Pendant que les Américains allaient aux urnes hier pour remodeler le Congrès, les milieux d'affaires québécois prêtaient attention aux résultats des courses. Des entreprises d'ici actives aux États-Unis minimisent les impacts d'une nouvelle donne politique, d'autres espèrent un nouveau souffle. Mais elles devront à coup sûr surveiller la direction que prendra la politique commerciale américaine après cette élection.

Le constructeurs d'autocars Prévost a 250 employés aux États-Unis, répartis dans six États. Le plan de relance ne s'est pas fait sentir sur les activités de la société, que ce soit dans le secteur des autocars ou des maisons motorisées.

«Plusieurs de nos clients, spécialement les républicains, nous disent retenir leurs dépenses et leurs investissements, souligne le président et chef de la direction de Prévost, Gaétan Bolduc. Il y a chez eux une certaine considération que l'argent de l'État n'est pas dépensé de la bonne façon et ils sont craintifs quant à l'avenir de leur pays. Je présume donc que les élections peuvent changer quelque chose.»

Du côté de Canam, qui possède 14 usines aux États-Unis, le président du conseil Marcel Dutil minimise l'impact d'un nouveau Congrès. «En ce qui me concerne, l'année 2011 va être exactement comme les 12 derniers mois. Pas mieux pas pire.»

Au moment de recueillir les commentaires des milieux d'affaires, le scénario le plus probable prévoyait une prise de contrôle de la Chambre des représentants par les républicains. C'est sur le plan du commerce que ce scénario provoquait le plus de questions.

D'abord, il faudrait voir qui les républicains placeraient à la tête des comités de la Chambre, soutient l'ancien ambassadeur Raymond Chrétien, associé et conseiller stratégique chez Fasken Martineau. «Si ce sont des gens du Nord, c'est de bon augure. Plus ils sont loin de la frontière, moins c'est bon pour nous.»

Justement, il faudra aussi garder l'oeil sur la question du passage à la frontière, croit M. Chrétien. Les républicains sont plus insistants sur la sécurité frontalière.

Même si les républicains sont généralement plus libre-échangistes que les démocrates (un plus pour le Canada), l'influence du Tea Party représente un risque pour les entreprises d'ici, soutient Simon Prévost, président des Manufacturiers et exportateurs du Québec. «Cela pourrait se traduire par des politiques économiques plus populistes, plus américano-centrées.»

Train à basse vitesse?

Les ardeurs de Barack Obama concernant les projets de train à grande vitesse peuvent aussi être ralenties par une Chambre républicaine, note David Waldren, associé chez Secor.

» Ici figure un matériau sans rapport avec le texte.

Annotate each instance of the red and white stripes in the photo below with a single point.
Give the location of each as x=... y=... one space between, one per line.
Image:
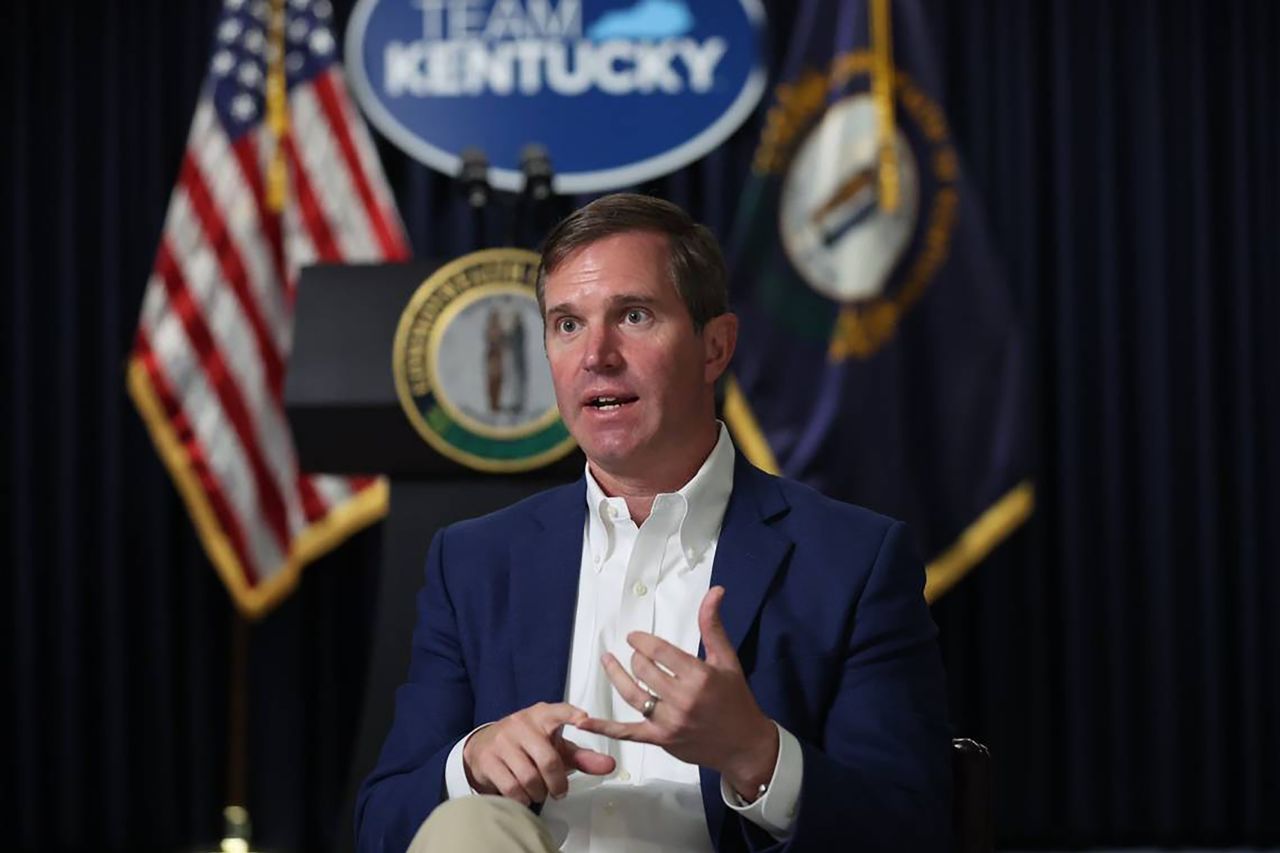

Chez Stella-Jones, qui fabrique des traverses de chemin de fer, on verrait certainement d'un bon oeil la poursuite des investissements gouvernementaux dans les infrastructures. «Mais ce n'est pas quelque chose sur lequel on base nos prévisions ou notre stratégie», dit le président et chef de la direction, Brian McManus.

M. McManus ne s'inquiétait donc pas trop du résultat des élections hier. «Ça va bien pour nous actuellement, nous avons une base de demande pour maintenir les systèmes. Je ne vois pas d'impact majeur, peu importe l'issue du vote. Les deux partis soutiennent les infrastructures.»

Les sociétés québécoises de technologies de l'environnement avaient aussi de bonnes raisons de suivre la soirée électorale hier, ajoute Raymond Chrétien. «Une Chambre contrôlée par les républicains s'opposerait à toute grande politique qu'Obama voudrait passer sur l'environnement», affirme-t-il.

Chez Enerkem, société montréalaise qui développe une usine de biocarburant au Mississippi - grâce à une subvention de 50 millions US de l'administration Obama - on est moins inquiet.

«On s'attend à ce que le secteur très stratégique de la production locale de biocarburants reste une priorité, peu importe l'allégeance de la Chambre», dit Marie-Hélène Labrie, vice-présidente aux affaires gouvernementales et communications. «Le côté création d'emplois ou moteur économique va peut-être interpeller davantage les républicains, tandis que le côté environnemental interpelle plus les démocrates.»

Tant de choses à suivre alors même que, de l'avis de plusieurs, la campagne présidentielle commence aujourd'hui.